Занятая строительством убежища и встречами с Касом, я не слишком часто задумывалась о посвящении, хотя и должна была бы.
Но не собираюсь подводить отца.
– Готова, – уверенно объявляю я, и он одаривает меня одной из самых редких улыбок, словно лишь мы вдвоем знаем нечто неизвестное остальным.
Глава тридцать втораяДо
Сегодня не следует витать в облаках.
Или целоваться с мальчиком, наслаждаясь прикосновениями к его коже.
И уж тем более не следует сегодня добавлять еще один секрет к уже накопившимся.
Однако я хватаю протянутую ладонь Каспиана, пока мы бежим с ним к нашему тайному месту на берегу озера. Я знаю, что это глупо. Знаю, что это рискованно. Но дом гудит от приготовлений к моему посвящению, так что мы пользуемся воцарившимся хаосом.
– Томас рассказывал, что происходит во время обряда? – спрашиваю я, переводя дыхание. У меня не было возможности пообщаться с женихом, так как они с отцом и вооруженными мужчинами весь день о чем-то шептались приглушенными голосами.
Выйдя на пляж, Кас принимается бросать по поверхности воды плоские камешки, но те пока сразу идут на дно.
– Брат никогда об этом не говорил, – отвечает он. – Наверное, обсуждать посвящение имеют право только члены Коммуны. А так как я им пока не являюсь, то он не считает меня достаточно подходящим для него собеседником. И вообще в последнее время ведет себя как полный засранец.
Кас с Томасом всегда были близки. Когда они только переехали сюда, то казались единым существом, разделенным на две половины, как свет и тень. Оба мальчишки выглядели совсем худыми, и матушка позднее рассказывала, что родители не слишком часто их кормили.
– Его поведение стало более странным, чем обычно, – соглашаюсь я, садясь на бревно и стараясь унять дурноту. От волнения мне пришлось пропустить обед, так как салат грозил вернуться обратно.
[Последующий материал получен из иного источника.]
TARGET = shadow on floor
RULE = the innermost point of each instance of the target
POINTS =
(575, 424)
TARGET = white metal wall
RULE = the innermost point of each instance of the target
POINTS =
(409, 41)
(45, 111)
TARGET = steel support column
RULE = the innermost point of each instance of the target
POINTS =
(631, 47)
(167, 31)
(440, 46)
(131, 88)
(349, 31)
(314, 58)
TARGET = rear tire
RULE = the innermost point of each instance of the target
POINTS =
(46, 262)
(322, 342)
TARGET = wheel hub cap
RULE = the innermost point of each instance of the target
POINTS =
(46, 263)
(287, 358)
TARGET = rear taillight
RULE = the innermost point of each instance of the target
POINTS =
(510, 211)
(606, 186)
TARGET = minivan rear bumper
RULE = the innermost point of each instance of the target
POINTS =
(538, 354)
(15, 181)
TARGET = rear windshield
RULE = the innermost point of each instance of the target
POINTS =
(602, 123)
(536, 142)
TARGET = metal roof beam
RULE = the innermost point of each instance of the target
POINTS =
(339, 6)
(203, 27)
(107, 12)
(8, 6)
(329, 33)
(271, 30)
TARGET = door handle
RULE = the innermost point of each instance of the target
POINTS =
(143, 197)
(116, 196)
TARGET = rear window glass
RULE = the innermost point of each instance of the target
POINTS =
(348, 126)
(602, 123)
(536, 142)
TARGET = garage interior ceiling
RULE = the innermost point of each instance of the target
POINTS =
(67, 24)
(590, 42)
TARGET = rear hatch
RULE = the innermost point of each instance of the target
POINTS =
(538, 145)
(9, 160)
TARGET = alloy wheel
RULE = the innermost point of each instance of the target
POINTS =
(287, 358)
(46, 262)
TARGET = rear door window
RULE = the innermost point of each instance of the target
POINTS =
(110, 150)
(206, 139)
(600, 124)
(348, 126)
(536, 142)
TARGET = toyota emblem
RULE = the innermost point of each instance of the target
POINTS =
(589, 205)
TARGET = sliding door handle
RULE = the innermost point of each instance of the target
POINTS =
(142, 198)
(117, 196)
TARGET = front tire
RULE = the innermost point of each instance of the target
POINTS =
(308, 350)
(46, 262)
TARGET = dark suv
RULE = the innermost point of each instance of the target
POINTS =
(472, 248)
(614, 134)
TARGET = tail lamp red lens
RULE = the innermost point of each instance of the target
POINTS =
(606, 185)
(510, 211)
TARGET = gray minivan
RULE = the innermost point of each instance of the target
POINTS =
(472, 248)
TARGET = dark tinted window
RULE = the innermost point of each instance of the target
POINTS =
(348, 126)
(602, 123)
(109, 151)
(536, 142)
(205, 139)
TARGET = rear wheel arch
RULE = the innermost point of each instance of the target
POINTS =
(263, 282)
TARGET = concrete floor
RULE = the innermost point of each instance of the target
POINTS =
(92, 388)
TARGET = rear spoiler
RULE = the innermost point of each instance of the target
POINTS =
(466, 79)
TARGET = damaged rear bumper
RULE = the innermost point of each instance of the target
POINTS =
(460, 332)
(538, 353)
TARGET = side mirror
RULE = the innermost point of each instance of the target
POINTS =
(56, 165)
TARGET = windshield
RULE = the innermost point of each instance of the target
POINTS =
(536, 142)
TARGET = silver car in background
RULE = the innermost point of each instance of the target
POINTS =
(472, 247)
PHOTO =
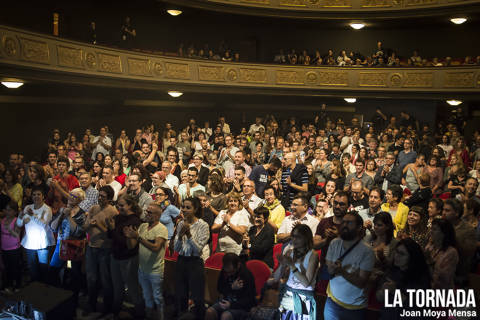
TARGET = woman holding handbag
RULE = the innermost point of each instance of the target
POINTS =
(70, 241)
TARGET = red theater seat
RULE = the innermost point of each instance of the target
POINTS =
(214, 242)
(215, 261)
(169, 256)
(277, 249)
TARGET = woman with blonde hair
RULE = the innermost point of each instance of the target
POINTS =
(231, 224)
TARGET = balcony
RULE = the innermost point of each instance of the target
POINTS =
(31, 56)
(322, 8)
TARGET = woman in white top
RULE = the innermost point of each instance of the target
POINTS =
(38, 238)
(445, 145)
(232, 224)
(300, 262)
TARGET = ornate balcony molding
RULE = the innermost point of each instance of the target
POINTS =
(311, 8)
(318, 5)
(21, 50)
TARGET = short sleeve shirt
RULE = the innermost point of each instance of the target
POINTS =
(359, 258)
(151, 262)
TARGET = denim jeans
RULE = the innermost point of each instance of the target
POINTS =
(13, 267)
(333, 311)
(97, 267)
(190, 282)
(125, 273)
(37, 261)
(152, 289)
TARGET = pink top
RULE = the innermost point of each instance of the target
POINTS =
(9, 242)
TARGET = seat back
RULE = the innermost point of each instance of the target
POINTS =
(261, 272)
(215, 260)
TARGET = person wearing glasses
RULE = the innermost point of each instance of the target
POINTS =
(299, 216)
(350, 262)
(389, 173)
(186, 190)
(329, 228)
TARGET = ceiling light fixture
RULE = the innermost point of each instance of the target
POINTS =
(453, 102)
(357, 26)
(458, 20)
(12, 84)
(174, 12)
(175, 94)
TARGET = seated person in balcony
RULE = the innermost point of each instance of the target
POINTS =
(128, 34)
(227, 56)
(213, 56)
(329, 58)
(317, 60)
(236, 287)
(436, 62)
(280, 57)
(379, 52)
(416, 59)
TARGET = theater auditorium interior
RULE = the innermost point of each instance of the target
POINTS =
(239, 159)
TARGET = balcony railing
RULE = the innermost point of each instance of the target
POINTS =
(31, 52)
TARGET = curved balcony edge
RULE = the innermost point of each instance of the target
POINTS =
(26, 50)
(312, 8)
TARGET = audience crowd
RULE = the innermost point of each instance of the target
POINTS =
(379, 57)
(340, 211)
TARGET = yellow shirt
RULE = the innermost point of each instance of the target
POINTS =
(17, 194)
(400, 218)
(277, 213)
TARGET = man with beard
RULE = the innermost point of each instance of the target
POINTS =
(250, 200)
(471, 186)
(359, 175)
(350, 262)
(91, 194)
(375, 200)
(135, 189)
(186, 190)
(358, 200)
(260, 173)
(329, 228)
(299, 215)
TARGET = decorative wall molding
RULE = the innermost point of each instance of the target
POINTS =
(338, 5)
(31, 52)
Тетушки готовят что-то грандиозное для вечерней трапезы. Матушка пока была занята с младшими детьми, но обещала, что вручит мне сегодня нечто особенное.
Кас бросает последний камень и садится рядом со мной. Я склоняю голову ему на плечо. Нас тянет друг к другу словно магнитом. Тепло парня, близость его тела из плоти и крови каким-то образом заставляют чувствовать себя живой.
– Мне страшно, – признаюсь я.
– И мне, – спустя пару секунд откликается он. – Немного.
– Предполагается, что из нас двоих храбрым должен быть ты. Скажи что-нибудь банальное, успокой меня.
– Уверен, все пройдет замечательно, – со смехом принимается убеждать меня Кас. – Просто странно, что церемония окутана такой таинственностью.
– Побыстрее бы со всем этим покончить, и тогда я смогу наконец сделать что-то полезное для улучшения мира. Надоело ощущать себя маленьким ребенком.
– Ты точно уже не ребенок. – Парень наклоняется и целует меня в макушку, я же в ответ обвиваю руками его шею и притягиваю ближе. Затем запускаю пальцы в густые черные волосы, провожу по ним и кладу ладони на широкие мускулистые плечи.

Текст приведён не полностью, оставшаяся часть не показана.